Fascinating! I loved this!
Oh, FM— I am so thrilled that you loved it! Really, really thrilled!
Reblogged this on Followmal's Blog and commented:
This is so fascinating. I loved this!
Yee! Thank you, Follow Mal! You are the best, just the best!
What a fascinating man! Listening to him talk was like listening to a /great/ painter or sculptor trying to explain who they ‘see’. Or what they are looking for. Great post Bluey.
Meeka! I’m so glad you liked this and that you had time to listen to him talk. I had never heard his voice before— that recording is really rare. He was so serious about his work, and yet so playful about it. I don’t talk about this much in the story, but no matter how far Weegee went, he still had his grounded street-level sensibilities.
For an example, you might want to look up the photographs he shot of Marilyn Monroe with a plastic trick lens, which you can find here. (There’s a distorted reverse-negative nude as the lead feature picture, very tame, but that’s not Marilyn. Look to the right.)
http://museum.icp.org/museum/collections/special/weegee/weegee18.html
Wow… the man was so ahead of his time!!!!! He would have loved Photoshop. It’s funny, but of all the brilliant photographers you’ve showcased, Weegee is the one who really strikes a cord with me. It’s almost as if he’s a gremlin in a crowd of superheroes. Gremlins aren’t supposed to do art, or be creative, and yet he proved everyone wrong. I really like that.
Oh, he TOTALLY would have loved Photoshop! Weegee is one of my favorites of all time. I think he’s sentimental and I think his motives are really straightforward. He wanted to take pictures, hustle them, and be well-known.
And I totally agree with this:
It’s almost as if he’s a gremlin in a crowd of superheroes. Gremlins aren’t supposed to do art, or be creative, and yet he proved everyone wrong.
I wish you would write something about artists who were gremlins. I would love to read your thoughts and examples on this premise you’ve created. Very much.
Gosh, Meeka, you’ve given me a lot to think about today!

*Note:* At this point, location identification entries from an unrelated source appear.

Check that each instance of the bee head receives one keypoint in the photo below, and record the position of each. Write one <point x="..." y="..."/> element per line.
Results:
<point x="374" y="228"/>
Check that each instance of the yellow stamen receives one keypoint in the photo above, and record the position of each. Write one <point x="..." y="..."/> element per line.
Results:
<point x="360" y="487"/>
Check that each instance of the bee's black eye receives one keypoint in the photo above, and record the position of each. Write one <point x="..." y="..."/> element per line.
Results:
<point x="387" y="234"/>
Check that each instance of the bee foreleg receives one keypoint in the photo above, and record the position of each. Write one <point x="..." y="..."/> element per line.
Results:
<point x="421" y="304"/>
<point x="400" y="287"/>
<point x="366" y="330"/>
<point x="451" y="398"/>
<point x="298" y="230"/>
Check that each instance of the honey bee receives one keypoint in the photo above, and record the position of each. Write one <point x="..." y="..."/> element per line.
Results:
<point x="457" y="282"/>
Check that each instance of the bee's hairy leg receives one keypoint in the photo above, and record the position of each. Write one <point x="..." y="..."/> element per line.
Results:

If I nudged your thoughts in a slightly different direction then I’m glad but, I honestly don’t know enough about anything in the art world to write about it. 🙁
Meeks, you know the whole thing about Zen “beginner’s mind” right? A “beginner’s mind” always sees things in the freshest way! An ideal for many artists and writers is to never lose your “beginner’s mind.” So, yeah, you did! So cool! 🙂
Oh!?! In that case I’m chuffed! [chuffed = extremely pleased].
I’ve always loved the word chuffed. I’ve been to embarrassed to use it online because it sounds a bit put on coming from an American voice, but it’s a word I do use.
The new word I like is “mozzies” — guess which two of my close friends taught me that one? *Grins*
lmao – you really would love Australia you know. :p
I am absolutely going to be visiting your beautiful, amazing country. You have famous national writers and poets… on your currency. I may never leave! 😀
If you ever do come then you have to come and see my place and meet the alpacas. 🙂 I’ll even bake you a cake!
We saw a Weegee exhibition at FOAM in Amsterdam a few years ago. So impressive. Thanks for reminding me and great piece!
Wow! That is so cool, Yvonne! (And thanks very much for the compliment!)
I don’t think I have ever seen a Weegee photograph in person. I’ve seen some original photographs of the others I’ve discussed, but not Weegee.
However, there have been some really big exhibitions of his work in New York. Maybe some of them will travel south a little bit? I am hopeful!
And I am so thrilled you enjoyed this! Yaaay!
Fascinating story wonderfully told. Looking forward to more.
Thank you so much, Yearstricken! I really appreciate the compliment and the encouragement. It means a great deal to me, coming from you!